The ruling AKP's support for the Muslim Brotherhood caused Turkey's relationships with the United Arab Emirates, Saudi Arabia, and especially Egypt, to be strained. In 2017, when Saudi Arabia, Egypt, UAE, and Bahrain cut ties with Qatar and demanded the that it cuts ties with the Muslim Brotherhood, Turkey sided with Qatar. Erdoğan himself stated that the Muslim Brotherhood "is not an armed group, but an ideological organization, there would be no tolerance for the Muslim Brotherhood in Turkey if they had to do with terrorism, and we have not seen or observed any action [from them] that indicates this" in February 2017. The Muslim Brotherhood held many permitted conferences in Turkey. Days after Morsi's overthrow in July 2013, exiled Muslim Brotherhood leaders in Istanbul, which included members from Morocco, Malaysia, Mauritania, Libya, Syria, and Iraq, spoke about reinstating Muslim Brotherhood rule in Egypt.

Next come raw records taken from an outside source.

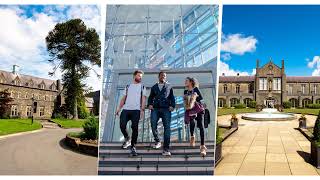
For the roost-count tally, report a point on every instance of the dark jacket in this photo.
(165, 95)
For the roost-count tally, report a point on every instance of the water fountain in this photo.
(269, 114)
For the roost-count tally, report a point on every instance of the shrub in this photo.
(239, 106)
(218, 136)
(287, 104)
(316, 130)
(313, 106)
(83, 112)
(252, 104)
(91, 128)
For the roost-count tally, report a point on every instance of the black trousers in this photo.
(199, 120)
(125, 117)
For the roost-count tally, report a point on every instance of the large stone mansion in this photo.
(269, 85)
(30, 91)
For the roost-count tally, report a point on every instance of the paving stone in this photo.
(276, 168)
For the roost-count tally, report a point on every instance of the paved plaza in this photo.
(266, 148)
(43, 153)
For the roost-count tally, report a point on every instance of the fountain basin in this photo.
(269, 114)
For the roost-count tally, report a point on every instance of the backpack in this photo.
(141, 93)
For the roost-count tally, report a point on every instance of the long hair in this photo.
(194, 82)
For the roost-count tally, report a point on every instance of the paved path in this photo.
(266, 148)
(40, 153)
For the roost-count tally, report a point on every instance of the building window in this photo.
(303, 88)
(41, 111)
(29, 111)
(14, 110)
(247, 101)
(277, 84)
(250, 88)
(238, 89)
(305, 102)
(221, 102)
(225, 88)
(290, 90)
(41, 86)
(234, 101)
(294, 102)
(263, 84)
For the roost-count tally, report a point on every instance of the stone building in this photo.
(269, 86)
(30, 92)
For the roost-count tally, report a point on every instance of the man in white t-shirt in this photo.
(133, 105)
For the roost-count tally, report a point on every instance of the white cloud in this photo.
(226, 56)
(315, 63)
(22, 38)
(227, 71)
(238, 44)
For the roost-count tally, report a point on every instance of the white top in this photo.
(134, 96)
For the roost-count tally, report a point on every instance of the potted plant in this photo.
(218, 151)
(234, 121)
(303, 121)
(315, 144)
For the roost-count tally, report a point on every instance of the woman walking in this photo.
(194, 111)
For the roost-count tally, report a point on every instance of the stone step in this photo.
(183, 145)
(152, 161)
(155, 171)
(143, 152)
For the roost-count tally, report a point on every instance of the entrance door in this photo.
(179, 131)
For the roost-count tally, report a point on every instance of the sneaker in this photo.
(203, 149)
(192, 141)
(166, 153)
(126, 143)
(133, 151)
(156, 145)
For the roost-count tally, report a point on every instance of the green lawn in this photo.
(69, 123)
(303, 111)
(225, 111)
(11, 126)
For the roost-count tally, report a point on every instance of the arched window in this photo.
(305, 102)
(221, 102)
(234, 101)
(294, 102)
(247, 101)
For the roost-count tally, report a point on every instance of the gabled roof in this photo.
(303, 79)
(236, 78)
(24, 79)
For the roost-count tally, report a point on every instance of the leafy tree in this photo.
(72, 47)
(316, 129)
(5, 100)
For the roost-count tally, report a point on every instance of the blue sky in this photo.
(23, 31)
(278, 32)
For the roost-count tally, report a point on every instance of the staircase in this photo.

Egyptian authorities, who constantly accuse the Turkish government of conspiring with the Muslim Brotherhood, in November 2017, detained 29 people on suspected espionage for Turkey. Egypt's General Intelligence Services stated that the suspects had been passing information to Turkey's National Intelligence Organization as part of a plan to reinstate Muslim Brotherhood rule over Egypt. In March 2019, the Turkish government announced the deportation of 12 Muslim Brotherhood members to Egypt, where they were wanted on various charges. Muslim Brotherhood members who didn't face deportation, began a campaign to pressure the government to reverse the decision.

Even after deportations, the Turkish government continued its staunch support for the Muslim Brotherhood. In April 2019, when Donald Trump announced that he was thinking about designating the Muslim Brotherhood as terrorist organization, Ömer Çelik stated that terrorist status for the Muslim Brotherhood would hurt democracy and human rights all across the Middle East, and would be the biggest act of encouragement to the Islamic State and their propaganda. The Islamic State frequently refers to the Muslim Brotherhood as the "Murtad Brotherhood", and call their politicians tawaghit and do takfir on their supporters.